The group takes one last look around before mounting the tour truck, a lumbering Mercedes 917 cab and chassis carrying a custom-welded steel box with white vinyl bench seats inside. It looks like a moon rover imagined in futures past. We wobble and bob from side to side in unison, sweating on the vinyl, watching the water shimmer behind no trespassing signs.
The Hostage Valley brown coal mine was part of the middle German coal district, one of three such districts in Germany. Unlike the Garzweiler and Hambach mines, part of a much more famous district near Cologne in the west, the middle district is largely spent. But two million years ago, it was just coming into being.

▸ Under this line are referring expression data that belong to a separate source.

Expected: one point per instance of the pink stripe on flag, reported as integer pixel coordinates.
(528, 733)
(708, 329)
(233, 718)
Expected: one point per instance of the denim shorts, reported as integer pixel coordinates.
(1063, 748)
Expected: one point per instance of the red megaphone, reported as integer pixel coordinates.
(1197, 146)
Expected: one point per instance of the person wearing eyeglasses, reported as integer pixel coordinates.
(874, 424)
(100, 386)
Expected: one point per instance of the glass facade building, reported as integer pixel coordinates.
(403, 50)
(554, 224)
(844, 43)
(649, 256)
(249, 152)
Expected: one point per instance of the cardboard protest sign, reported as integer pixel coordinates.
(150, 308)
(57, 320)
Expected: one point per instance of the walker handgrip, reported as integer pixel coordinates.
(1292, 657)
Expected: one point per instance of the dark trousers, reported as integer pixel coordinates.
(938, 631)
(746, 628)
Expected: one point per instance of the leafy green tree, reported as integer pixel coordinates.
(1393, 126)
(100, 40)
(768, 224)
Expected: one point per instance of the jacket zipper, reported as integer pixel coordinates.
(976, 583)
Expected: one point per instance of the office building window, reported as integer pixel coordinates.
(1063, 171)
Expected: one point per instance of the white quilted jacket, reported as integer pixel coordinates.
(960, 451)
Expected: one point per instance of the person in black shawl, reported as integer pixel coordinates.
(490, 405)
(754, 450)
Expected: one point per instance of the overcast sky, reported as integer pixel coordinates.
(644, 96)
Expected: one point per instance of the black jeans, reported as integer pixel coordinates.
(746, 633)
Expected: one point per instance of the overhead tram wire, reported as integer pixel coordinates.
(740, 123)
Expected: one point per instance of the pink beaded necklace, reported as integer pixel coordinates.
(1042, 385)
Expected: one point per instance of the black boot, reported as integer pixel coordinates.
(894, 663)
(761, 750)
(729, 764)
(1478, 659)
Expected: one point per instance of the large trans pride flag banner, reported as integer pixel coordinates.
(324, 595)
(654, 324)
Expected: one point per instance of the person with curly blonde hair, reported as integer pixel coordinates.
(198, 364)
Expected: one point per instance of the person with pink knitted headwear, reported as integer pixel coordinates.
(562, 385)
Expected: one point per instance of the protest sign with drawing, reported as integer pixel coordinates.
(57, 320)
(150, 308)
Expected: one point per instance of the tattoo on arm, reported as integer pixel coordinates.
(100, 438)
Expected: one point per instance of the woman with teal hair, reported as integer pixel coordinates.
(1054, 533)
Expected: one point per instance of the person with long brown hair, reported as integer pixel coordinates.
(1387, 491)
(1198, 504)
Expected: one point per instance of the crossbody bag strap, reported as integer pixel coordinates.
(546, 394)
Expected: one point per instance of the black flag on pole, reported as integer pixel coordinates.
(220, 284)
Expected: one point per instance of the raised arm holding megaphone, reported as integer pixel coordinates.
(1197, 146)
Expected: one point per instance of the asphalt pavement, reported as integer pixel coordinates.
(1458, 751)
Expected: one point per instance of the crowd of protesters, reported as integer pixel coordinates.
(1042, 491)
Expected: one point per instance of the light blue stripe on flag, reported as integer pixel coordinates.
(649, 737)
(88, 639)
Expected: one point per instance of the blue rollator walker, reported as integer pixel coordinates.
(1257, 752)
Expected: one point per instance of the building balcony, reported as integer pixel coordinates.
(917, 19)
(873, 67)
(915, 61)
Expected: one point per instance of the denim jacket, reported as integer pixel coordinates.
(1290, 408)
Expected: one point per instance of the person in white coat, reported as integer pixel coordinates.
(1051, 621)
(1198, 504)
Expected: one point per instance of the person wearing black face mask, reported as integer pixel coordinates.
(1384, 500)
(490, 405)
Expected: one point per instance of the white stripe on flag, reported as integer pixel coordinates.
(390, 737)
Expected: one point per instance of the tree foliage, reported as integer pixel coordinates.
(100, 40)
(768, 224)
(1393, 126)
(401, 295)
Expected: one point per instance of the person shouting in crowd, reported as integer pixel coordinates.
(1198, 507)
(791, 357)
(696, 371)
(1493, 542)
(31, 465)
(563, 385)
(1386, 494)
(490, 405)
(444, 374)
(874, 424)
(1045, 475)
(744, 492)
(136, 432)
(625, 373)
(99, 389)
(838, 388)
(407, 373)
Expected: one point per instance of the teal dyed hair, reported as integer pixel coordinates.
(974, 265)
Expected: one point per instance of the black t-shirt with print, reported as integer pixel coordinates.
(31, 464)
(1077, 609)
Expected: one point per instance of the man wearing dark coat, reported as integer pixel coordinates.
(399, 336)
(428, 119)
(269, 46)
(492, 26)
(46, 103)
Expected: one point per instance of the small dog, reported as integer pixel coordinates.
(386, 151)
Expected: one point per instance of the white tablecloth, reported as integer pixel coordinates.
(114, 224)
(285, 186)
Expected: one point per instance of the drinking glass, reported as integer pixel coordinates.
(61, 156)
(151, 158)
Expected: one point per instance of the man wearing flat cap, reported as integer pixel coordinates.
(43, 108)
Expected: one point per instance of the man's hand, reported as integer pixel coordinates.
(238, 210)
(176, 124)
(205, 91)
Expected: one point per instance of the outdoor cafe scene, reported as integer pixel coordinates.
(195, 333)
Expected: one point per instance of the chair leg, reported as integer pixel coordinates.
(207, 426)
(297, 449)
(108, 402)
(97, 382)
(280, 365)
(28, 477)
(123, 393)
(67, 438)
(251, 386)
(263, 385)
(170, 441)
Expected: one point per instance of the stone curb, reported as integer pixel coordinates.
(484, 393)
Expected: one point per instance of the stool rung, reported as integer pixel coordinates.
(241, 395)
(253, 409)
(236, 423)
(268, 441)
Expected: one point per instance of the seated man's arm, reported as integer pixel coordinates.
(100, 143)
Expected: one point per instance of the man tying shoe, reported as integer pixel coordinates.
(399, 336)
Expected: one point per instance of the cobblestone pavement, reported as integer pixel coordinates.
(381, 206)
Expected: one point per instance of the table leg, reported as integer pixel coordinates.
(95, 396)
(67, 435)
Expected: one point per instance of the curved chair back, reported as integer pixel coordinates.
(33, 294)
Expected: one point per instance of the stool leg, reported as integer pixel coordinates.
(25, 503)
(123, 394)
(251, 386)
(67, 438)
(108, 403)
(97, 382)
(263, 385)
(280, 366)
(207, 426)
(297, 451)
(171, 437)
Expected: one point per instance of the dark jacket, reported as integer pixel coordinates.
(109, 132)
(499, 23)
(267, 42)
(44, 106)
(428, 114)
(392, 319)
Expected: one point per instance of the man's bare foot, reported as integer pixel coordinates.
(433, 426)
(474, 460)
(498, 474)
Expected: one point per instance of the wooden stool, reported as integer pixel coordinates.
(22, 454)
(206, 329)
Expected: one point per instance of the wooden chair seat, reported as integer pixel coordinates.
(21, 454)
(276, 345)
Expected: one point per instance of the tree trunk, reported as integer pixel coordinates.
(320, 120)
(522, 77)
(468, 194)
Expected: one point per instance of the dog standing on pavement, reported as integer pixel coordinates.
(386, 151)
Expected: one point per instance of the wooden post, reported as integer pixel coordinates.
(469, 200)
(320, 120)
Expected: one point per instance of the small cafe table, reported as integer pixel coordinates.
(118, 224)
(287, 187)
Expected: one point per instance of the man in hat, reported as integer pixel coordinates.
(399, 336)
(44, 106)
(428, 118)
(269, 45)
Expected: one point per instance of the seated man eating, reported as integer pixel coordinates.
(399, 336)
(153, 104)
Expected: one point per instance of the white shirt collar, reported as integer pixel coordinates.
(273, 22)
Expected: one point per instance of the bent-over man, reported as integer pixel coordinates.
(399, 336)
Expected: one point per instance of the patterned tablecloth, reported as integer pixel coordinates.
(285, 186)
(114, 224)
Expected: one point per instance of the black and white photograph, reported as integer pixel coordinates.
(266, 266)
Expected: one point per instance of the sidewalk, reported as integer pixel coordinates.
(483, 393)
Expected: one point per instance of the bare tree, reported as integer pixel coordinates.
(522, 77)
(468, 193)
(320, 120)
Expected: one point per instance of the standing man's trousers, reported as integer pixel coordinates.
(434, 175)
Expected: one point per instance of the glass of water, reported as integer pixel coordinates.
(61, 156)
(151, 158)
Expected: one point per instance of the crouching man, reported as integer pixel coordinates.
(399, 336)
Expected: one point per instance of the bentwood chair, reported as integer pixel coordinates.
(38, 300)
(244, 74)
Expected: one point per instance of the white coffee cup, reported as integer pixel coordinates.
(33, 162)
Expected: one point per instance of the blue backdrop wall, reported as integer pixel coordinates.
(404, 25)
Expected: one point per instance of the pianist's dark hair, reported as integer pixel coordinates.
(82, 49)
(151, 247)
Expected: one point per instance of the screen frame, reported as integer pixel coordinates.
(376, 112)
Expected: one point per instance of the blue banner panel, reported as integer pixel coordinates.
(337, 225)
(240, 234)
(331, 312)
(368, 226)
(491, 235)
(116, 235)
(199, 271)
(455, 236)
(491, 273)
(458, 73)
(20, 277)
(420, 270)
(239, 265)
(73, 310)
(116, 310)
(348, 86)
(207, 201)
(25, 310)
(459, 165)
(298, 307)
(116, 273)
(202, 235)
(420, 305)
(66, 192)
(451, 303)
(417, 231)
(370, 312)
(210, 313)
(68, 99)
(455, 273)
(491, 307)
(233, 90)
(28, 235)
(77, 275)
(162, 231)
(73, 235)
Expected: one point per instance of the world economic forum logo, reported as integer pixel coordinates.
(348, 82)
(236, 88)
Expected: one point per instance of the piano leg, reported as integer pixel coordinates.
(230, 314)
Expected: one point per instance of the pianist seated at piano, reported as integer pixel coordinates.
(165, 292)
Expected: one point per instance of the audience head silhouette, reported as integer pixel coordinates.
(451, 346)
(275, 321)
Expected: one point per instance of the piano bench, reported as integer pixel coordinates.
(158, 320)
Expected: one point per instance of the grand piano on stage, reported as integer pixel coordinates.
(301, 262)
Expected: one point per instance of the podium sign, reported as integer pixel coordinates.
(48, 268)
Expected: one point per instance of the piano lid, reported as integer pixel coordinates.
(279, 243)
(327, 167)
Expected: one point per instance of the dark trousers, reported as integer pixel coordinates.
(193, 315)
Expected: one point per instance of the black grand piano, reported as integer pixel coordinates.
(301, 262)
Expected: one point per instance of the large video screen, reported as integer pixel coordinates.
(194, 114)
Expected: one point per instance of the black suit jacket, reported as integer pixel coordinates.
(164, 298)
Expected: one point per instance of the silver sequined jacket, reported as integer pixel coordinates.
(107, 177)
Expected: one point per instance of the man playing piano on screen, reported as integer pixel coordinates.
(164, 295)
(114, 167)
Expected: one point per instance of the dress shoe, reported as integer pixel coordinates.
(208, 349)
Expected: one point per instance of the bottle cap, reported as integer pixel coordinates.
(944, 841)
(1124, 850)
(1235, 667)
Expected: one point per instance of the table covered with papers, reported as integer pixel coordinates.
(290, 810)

Retreating glaciers stalled in northern Germany allowing huge amounts of pulverized glacial till to dust up and travel south on the wind to the present-day Saxony-Anhalt, where it settled, covering some 50 million years’ worth of compressed peat moorland with what would become a particularly fertile and attractive kind of soil. Farmers like fertile soil, and farmers dig. Around the year 1700 they dug and found peat, the product of that long-covered moorland. Because of the peat, they dug more, deeper than elsewhere, and after a while they found something harder than peat that burned a whole lot hotter. What they had found was lignite, brown coal; lots of it; 270 uninterrupted feet of it spread under their fields and villages for twelve square miles.
There was, for a while at least, such a thing as a cottage brown coal industry here. Local villagers found the coal easy to dig. It was filthy, burned dirty, but complimented income from sugar beet farming and shepherding. That changed in 1886 with the arrival of railroad tracks, steam engine boilers, and vastly expanded markets. After this time, the villages and fertile valley would never be the same. In fact, they would cease to exist. From 1907 to 1913, seven colossal briquette stamping factories were built, more than one per year, to handle the output of nine mines. By 1923 almost 15,000 miners were employed here. Rotary shovel excavators revolutionized everything. The ES 250 of 1928 was the first truly diabolical looking bucket-chain excavator, black and complicated with all the romantic, insectile features native to early machines. It was as though formal bio-mimicry, even of such brutal detail, would protect the creator from the created. The ES 250 would be followed by inspired monsters like the SRs series. The SRs 6300, for example, was capable of grinding 14,000 tons a day from the deposits of solid coal for delivery to briquette factories by way of integrated conveyor belts laid like writhing sleepless snakes upon the land. These machines were designed to author environmental catastrophe, and they were well designed.
The briquette factory at Grosskayna was as big as the village of Grosskayna, which the Rheinlander mine erased. That was common here. Excavators were showing up at other villages, at the edge off still-planted fields, chewing up to and through the stone foundations of homes and schools and churches. There is an expected symmetry to upheavals of this historic scale: for these mines slowly ate into one another, destroying the quaint individuality of mines with names like Good Hope, Cecilie, and Elise II to become one unified mine bearing the name of the stream and valley it replaced: Das Geiseltal, the Hostage Valley.